Un officiel local, Leon Bahungako, a déclaré que les Forces démocratiques alliées (ADF) avaient attaqué le samedi 17 février un véhicule civil sur la route entre les villes d’Eringeti et Oisha dans la province du Nord-Kivu.
Bahungako a déclaré que huit autres personnes avaient été blessées lors de cette attaque.
Un officier a déclaré à l’AFP que l’armée était intervenue rapidement pour secourir les autres passagers.
Michel Kalombo, le chef de l’hôpital de la ville d’Eringeti, a déclaré avoir « reçu cinq corps criblés de balles ».

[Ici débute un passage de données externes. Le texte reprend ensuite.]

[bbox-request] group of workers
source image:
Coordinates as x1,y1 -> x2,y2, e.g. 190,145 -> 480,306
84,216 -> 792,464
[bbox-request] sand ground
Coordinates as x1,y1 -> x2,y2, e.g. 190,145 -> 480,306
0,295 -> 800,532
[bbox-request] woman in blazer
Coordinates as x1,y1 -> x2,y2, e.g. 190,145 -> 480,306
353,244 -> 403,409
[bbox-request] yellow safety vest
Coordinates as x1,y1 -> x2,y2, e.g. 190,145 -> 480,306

« Nous soignons quatre blessés et quatre autres sont transférés à l’hôpital Oicha », a déclaré M. Kalombo.
Le mois dernier, les forces gouvernementales ont lancé une offensive à Beni contre l’ADF, l’un des nombreux groupes armés qui détiennent des territoires dans l’est de la RDC et se battent pour le contrôle des riches ressources minérales de la région.

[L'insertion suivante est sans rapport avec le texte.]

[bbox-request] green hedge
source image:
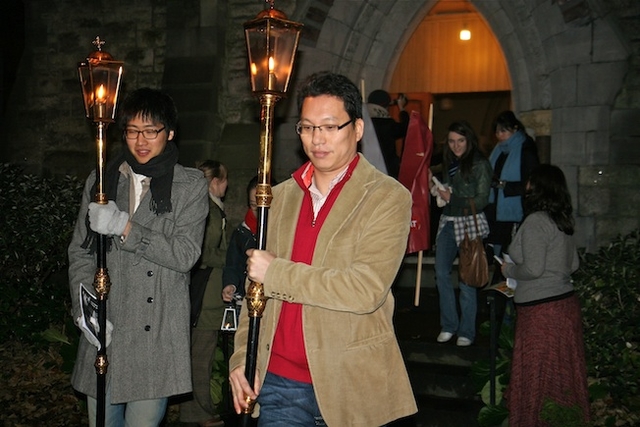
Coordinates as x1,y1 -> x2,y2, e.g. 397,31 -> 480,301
0,164 -> 82,342
573,230 -> 640,425
472,230 -> 640,427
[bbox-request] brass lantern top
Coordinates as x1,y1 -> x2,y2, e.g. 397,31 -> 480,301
87,36 -> 114,62
78,36 -> 124,123
244,0 -> 303,97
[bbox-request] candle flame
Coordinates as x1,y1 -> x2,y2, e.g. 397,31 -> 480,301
96,85 -> 106,102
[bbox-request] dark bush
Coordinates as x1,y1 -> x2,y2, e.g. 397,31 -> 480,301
0,164 -> 82,342
574,230 -> 640,422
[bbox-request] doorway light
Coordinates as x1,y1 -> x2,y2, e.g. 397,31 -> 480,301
460,25 -> 471,40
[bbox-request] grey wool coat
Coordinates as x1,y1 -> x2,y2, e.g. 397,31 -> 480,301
229,157 -> 417,427
68,165 -> 209,403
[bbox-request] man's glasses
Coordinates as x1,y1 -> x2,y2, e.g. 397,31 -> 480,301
124,126 -> 166,140
296,120 -> 353,136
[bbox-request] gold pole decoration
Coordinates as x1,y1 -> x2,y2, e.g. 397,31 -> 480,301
78,36 -> 124,427
241,0 -> 302,426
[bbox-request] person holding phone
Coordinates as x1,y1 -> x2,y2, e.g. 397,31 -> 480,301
502,165 -> 589,427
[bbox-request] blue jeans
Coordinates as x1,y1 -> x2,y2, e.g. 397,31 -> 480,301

Les autorités congolaises et la mission de maintien de la paix des Nations unies en République démocratique du Congo, également connue sous le nom de MONUSCO, accusent les ADF d’avoir tué plus de 700 civils et combattants dans la région de Beni depuis 2014.

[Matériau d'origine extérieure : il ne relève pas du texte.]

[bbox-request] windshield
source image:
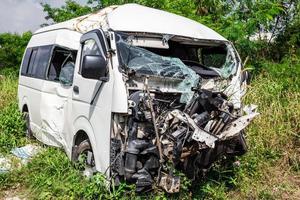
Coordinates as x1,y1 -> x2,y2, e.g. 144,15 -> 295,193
117,34 -> 237,79
117,33 -> 200,103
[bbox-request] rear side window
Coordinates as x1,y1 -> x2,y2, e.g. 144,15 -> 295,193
32,46 -> 52,78
21,48 -> 32,75
26,49 -> 38,76
21,45 -> 52,78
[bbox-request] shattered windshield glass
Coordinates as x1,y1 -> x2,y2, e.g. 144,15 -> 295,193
117,34 -> 199,103
202,45 -> 237,78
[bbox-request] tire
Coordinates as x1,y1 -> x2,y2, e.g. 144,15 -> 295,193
24,112 -> 34,139
74,139 -> 95,171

Plus tôt ce mois-ci, les Nations unies ont imposé des sanctions contre le général congolais Muhindo Akili pour avoir soutenu le massacre d’au moins 400 civils par l’ADF à Beni en 2014 et 2015.
Des dizaines de groupes armés ont été actifs dans l’est de la République démocratique du Congo longtemps après la fin officielle de la guerre de 1998-2003 au cours de laquelle des millions de personnes sont mortes, principalement de faim et de maladie.
Les Nations unies ont averti que la République démocratique du Congo était à un « point de rupture », affirmant qu’elle chercherait cette année plus de 1,5 milliard de dollars pour répondre à l’aggravation de la crise humanitaire dans le pays.
L’escalade de la violence dans le centre et l’est du Congo cette année intervient au milieu d’une crise politique dans le pays en raison du refus du président Joseph Kabila de quitter ses fonctions après l’expiration de son mandat en décembre 2016.